1. I lift my heart. The Hebrew noun used is nefesh, meaning “essential self” or “life-breath.” The clear meaning of the idiom is to pray fervently or plead.

3. be not shamed / . . . be shamed. In the Hebrew, the positive and negative use of the verb trace a perfect chiasm, because the first verset ends with yeivoshu, “be shamed,” or “know shame,” and the second verset begins with the same word.

4. inform me / . . . instruct me. Though the genre of this psalm is a supplication, instead of the usual central emphasis on the acute distress of the speaker (of which there are some strong expressions in the poem), this text stresses the speaker’s sense of having erred (verse 7) and his desire for guidance from God about the way he should follow.

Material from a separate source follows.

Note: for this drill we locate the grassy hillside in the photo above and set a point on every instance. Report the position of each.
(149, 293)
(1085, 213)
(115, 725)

7. recall me—You. This startling juxtaposition of “me” (li) and “You” (ʾatah) is striking in the Hebrew, which otherwise would not idiomatically require the introduction of the second-person pronoun after the imperative verb.

8. He guides offenders on the way. The poet may be playing with the etymology of hataʾim “offenders,” which suggests missing the target and hence, by implication, straying from the right way. The word for “guide,” yoreh, could also be a pun on “shoot,” as Rabbi Israel Stein has suggested to me.

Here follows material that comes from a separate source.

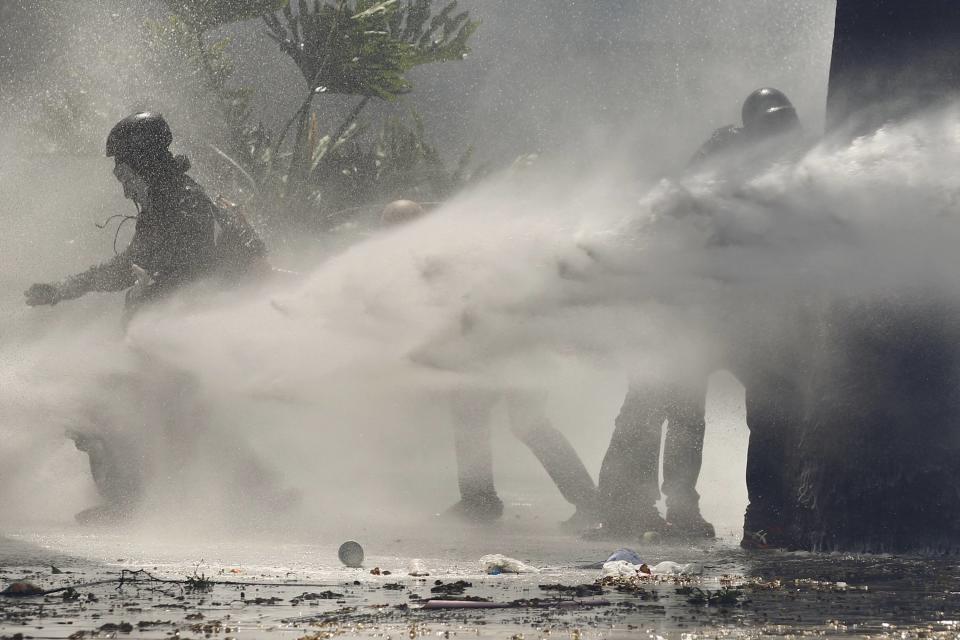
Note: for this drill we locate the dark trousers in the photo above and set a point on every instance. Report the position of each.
(628, 476)
(472, 408)
(772, 410)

13. His life will repose in bounty. The subject of this sentence is the ubiquitous nefesh, life or essential self. The orientation of vision is toward existence in the here and now. He who fears God will go to sleep each night (the verb talin, “repose”) enjoying the good things of this world, and his offspring will have a secure inheritance.

15. for He draws my feet from the net. The metaphor, frequently used in Psalms, is taken from the nets used to trap birds and small game.

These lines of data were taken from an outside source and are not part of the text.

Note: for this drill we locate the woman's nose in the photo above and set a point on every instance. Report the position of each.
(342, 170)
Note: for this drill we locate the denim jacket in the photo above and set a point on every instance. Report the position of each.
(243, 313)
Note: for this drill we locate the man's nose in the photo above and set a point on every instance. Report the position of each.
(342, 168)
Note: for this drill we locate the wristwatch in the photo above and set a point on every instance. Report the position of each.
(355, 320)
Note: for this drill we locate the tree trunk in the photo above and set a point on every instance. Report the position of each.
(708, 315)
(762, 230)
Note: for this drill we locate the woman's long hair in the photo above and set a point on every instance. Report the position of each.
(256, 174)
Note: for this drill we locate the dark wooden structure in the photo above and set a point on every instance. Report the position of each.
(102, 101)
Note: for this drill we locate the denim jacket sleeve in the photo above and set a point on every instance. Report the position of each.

18. See my affliction and suffering. This verse and the next one begin with the letter resh. It is a plausible scholarly conjecture that instead of the verb reʾeh (“see”) at the head of the verse as we have it, there was originally another verb, beginning with the missing letter qof (perhaps qeshov, “hearken to”).

20. Let me be not shamed. The repetition, just before the end, of this phrase from verse 2 marks an envelope structure—a form, as we have seen, that is abundantly used in Psalms.

21. uprightness, wholeness. The King James Version’s “integrity and uprightness” is a good literal rendering of the Hebrew tom-wayosher but is unfortunately arrhythmic. Because tom and yosher are synonyms, the two terms combined may in any case be a hendiadys—two nouns bracketed to convey a single concept—yielding the sense here of “absolute integrity.”

22. Redeem, God, Israel from all its straits. This concluding verse lacks poetic parallelism and does not scan as a line of poetry. The national theme, moreover, has until this point not been evident in the psalm, which is spoken from the perspective of an individual. For both these reasons, one suspects that the verse was added by an editor as a conclusion from a repertory of stock verses.